Career Planning for Specialty Trainees
Throughout your surgical training, you will be responsible for planning your career and making the most of your opportunities to move onto the next stage. Our tips below will help make your career path as smooth as possible.
- keep up-to-date records
- surgical logbook
- workplace-based assessments
- inter-deanery transfers
- flexible working
- transferable skills
You should regularly assess your current position and evaluate what you still need to do (in terms of acquiring skills and demonstrating that you have done so) in order to progress.
You are likely to have formal opportunities to do this, either with your educational supervisor or through the appraisal process (ARCP). These will be much more beneficial if you are already reflecting on your achievements, skills and any aspects of work you find difficult.
Keep up-to-date records
We recommend that you regularly update your CV and portfolio – not just when you apply for a new job. Keep useful documentation to reinforce your achievements:
- certificates of attendance at courses/conferences
- copies of publications
- copies of completed workplace-based assessment
Any gaps in your recorded skills and experience should be addressed with the help of your educational supervisor and the appraisal process.
You will need to continuously update your logbook. Avoid completing it in retrospect; you will find it difficult to remember and include all of the operations you have completed.
Ensure you undertake all of the required workplace-based assessments outlined in your appraisal; a full list of these is available on the ISCP website.
Assessments are designed to judge whether you have reached the required level as set out in the curriculum and sign-post what you still need to learn. As such, they are invaluable tools to help you realistically consider your progress.
An inter-deanery transfer (IDT) allows you to move to a different geographical location while keeping your training job.
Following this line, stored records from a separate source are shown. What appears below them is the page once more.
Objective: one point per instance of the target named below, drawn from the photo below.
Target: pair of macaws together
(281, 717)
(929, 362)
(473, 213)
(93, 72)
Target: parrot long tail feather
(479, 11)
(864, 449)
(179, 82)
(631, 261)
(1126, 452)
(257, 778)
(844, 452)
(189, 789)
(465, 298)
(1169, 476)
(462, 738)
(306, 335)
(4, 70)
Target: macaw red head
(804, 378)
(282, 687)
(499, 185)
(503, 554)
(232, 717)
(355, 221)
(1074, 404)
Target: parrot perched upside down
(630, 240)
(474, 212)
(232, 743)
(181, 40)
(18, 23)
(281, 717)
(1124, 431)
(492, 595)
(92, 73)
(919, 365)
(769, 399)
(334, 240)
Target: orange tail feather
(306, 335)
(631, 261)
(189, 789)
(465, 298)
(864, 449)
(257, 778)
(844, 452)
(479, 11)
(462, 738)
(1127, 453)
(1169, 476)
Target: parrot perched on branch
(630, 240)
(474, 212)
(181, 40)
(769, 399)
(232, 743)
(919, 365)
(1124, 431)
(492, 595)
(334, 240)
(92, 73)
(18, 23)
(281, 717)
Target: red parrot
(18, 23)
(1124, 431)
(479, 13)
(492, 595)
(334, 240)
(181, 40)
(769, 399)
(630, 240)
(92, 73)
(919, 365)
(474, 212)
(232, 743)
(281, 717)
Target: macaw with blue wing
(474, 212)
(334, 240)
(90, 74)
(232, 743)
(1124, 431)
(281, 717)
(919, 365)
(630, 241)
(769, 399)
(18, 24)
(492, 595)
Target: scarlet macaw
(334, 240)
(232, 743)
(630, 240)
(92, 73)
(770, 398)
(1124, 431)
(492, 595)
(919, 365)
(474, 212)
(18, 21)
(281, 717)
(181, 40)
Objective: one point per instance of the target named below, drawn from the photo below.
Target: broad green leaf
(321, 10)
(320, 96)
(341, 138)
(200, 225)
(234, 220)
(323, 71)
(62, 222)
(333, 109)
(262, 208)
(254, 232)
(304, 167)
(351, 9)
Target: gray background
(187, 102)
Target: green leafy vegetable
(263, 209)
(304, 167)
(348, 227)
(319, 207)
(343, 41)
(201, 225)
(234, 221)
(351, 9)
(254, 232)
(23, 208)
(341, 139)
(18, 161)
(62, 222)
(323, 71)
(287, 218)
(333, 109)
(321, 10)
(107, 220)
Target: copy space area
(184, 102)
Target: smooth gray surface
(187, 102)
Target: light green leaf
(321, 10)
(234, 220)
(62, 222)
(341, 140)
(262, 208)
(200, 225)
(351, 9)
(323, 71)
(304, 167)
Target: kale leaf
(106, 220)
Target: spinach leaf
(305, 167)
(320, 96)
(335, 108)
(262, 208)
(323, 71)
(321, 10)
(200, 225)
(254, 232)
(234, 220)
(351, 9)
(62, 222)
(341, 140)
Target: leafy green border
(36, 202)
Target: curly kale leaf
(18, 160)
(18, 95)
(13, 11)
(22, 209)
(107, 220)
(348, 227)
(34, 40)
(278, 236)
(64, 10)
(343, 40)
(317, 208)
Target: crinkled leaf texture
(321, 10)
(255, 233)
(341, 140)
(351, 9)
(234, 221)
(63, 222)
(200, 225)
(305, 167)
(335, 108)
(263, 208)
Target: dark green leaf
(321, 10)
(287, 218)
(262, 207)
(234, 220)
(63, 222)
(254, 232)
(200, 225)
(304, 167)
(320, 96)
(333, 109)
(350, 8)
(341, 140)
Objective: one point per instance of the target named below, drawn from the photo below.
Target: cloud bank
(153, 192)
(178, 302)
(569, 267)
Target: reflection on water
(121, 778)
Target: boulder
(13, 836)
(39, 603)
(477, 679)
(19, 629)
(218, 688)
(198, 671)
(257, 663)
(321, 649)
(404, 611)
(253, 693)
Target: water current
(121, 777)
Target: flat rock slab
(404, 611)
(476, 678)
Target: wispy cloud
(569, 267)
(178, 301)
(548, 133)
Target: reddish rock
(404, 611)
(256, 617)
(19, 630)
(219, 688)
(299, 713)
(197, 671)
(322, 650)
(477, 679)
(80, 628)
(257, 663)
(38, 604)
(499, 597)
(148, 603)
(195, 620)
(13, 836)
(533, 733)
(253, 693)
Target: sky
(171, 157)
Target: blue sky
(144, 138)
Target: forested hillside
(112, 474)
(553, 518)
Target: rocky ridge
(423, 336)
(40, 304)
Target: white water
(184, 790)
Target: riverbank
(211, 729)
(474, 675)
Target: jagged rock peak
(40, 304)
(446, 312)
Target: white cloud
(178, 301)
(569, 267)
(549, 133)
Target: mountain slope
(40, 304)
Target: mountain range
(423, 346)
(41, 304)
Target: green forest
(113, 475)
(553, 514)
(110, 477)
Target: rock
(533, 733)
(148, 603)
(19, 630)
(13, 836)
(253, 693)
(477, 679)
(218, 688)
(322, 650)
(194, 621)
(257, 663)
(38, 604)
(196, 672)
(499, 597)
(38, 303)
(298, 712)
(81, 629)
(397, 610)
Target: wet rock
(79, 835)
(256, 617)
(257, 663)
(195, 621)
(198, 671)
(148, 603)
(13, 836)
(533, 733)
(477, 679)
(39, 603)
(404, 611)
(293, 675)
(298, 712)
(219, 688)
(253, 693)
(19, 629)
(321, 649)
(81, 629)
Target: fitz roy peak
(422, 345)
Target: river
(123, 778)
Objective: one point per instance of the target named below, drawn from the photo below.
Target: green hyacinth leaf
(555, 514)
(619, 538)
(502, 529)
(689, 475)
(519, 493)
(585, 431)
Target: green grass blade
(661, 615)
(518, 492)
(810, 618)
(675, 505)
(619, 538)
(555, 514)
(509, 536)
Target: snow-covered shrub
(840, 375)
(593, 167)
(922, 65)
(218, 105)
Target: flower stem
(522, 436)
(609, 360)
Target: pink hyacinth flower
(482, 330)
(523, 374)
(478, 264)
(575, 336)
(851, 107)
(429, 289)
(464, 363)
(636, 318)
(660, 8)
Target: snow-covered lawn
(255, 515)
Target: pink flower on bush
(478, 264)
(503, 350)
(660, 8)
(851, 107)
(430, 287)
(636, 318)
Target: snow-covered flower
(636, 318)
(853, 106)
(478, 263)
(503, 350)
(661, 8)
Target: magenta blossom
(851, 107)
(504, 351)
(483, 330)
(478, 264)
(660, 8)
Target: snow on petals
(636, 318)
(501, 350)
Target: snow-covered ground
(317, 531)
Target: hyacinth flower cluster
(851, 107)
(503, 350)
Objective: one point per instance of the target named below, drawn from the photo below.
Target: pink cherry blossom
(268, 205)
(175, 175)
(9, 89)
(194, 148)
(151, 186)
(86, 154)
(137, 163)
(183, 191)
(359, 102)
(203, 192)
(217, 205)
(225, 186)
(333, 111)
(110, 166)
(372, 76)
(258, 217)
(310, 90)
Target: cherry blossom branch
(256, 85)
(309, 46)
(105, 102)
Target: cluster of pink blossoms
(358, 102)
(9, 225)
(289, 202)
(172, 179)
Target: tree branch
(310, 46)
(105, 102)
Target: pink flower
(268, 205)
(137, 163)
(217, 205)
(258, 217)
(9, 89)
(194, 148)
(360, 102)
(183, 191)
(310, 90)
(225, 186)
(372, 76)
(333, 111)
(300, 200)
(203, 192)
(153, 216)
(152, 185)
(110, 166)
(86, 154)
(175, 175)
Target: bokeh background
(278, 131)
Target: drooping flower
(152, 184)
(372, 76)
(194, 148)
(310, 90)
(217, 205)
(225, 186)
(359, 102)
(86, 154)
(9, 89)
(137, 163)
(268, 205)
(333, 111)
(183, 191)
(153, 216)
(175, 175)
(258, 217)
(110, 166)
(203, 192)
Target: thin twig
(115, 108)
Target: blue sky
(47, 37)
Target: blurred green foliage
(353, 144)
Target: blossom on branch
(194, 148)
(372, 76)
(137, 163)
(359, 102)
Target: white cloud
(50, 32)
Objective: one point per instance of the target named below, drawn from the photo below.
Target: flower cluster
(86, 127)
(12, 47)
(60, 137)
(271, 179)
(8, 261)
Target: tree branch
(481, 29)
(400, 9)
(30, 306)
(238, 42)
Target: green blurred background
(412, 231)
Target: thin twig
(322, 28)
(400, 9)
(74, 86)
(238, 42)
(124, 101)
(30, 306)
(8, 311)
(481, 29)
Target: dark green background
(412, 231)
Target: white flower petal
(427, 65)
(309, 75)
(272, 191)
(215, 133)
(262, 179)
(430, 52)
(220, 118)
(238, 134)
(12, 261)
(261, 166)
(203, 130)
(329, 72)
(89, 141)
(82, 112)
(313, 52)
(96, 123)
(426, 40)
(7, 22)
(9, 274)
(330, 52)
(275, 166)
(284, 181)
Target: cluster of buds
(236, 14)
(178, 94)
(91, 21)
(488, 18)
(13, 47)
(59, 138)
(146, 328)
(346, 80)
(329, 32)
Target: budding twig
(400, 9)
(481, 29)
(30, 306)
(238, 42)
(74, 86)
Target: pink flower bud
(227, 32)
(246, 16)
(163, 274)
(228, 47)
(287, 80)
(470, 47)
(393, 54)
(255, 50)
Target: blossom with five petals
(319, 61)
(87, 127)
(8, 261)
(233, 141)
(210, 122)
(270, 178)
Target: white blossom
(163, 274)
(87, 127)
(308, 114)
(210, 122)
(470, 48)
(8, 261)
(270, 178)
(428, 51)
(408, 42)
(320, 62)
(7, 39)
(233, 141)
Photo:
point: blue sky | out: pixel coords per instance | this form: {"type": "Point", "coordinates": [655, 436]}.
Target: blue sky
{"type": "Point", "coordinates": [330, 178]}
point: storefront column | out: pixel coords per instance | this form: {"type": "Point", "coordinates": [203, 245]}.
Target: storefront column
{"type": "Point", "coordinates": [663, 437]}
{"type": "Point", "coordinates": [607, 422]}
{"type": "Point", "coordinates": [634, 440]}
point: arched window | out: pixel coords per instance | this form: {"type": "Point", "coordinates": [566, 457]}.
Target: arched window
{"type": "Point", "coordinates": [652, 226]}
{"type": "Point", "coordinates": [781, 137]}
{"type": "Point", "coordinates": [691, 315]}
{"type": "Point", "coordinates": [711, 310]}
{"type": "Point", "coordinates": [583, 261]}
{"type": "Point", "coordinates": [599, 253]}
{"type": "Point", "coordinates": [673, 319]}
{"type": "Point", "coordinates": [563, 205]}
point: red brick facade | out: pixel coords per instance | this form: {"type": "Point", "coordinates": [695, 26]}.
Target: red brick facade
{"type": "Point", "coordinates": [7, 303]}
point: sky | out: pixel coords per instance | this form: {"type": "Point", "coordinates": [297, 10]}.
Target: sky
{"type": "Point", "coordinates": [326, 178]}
The national IDT process aims to support trainees who have had an unforeseen and significant change in circumstances since commencement of their current training programme. The process is managed by the National IDT team (Health Education South London) on behalf of the Conference of Postgraduate Medical Deans (COPMeD), Health Education England (HEE) and all UK regions.
If you are planning to apply for an IDT, please visit the HEE website for guidance.
Flexible training – or less than full time training (LTFT) - can help you achieve an alternative work-life balance, while still progressing in your career. Flexible and LTFT training options are available to all trainees at all grades. You can find out more about eligibility and the benefits of flexible training in our flexible working section.
During your training, you may want or need to reconsider your original career plan. Should this be the case, you will need to identify which of your skills are transferable, whether to another specialty or beyond surgery and medicine entirely.
Non-clinical skills that are transferable to all careers include:
- management of resources, time and people
- negotiation/influencing skills
- an understanding of how complex organisations work
You will have gained a wealth of clinical skills and knowledge that will allow you to pursue either alternative specialties within surgery or alternative medical specialties. You may be particularly suited to a specialty that has strong links with surgery, such as accident and emergency, obstetrics and gynaecology, anaesthetics or interventional radiology.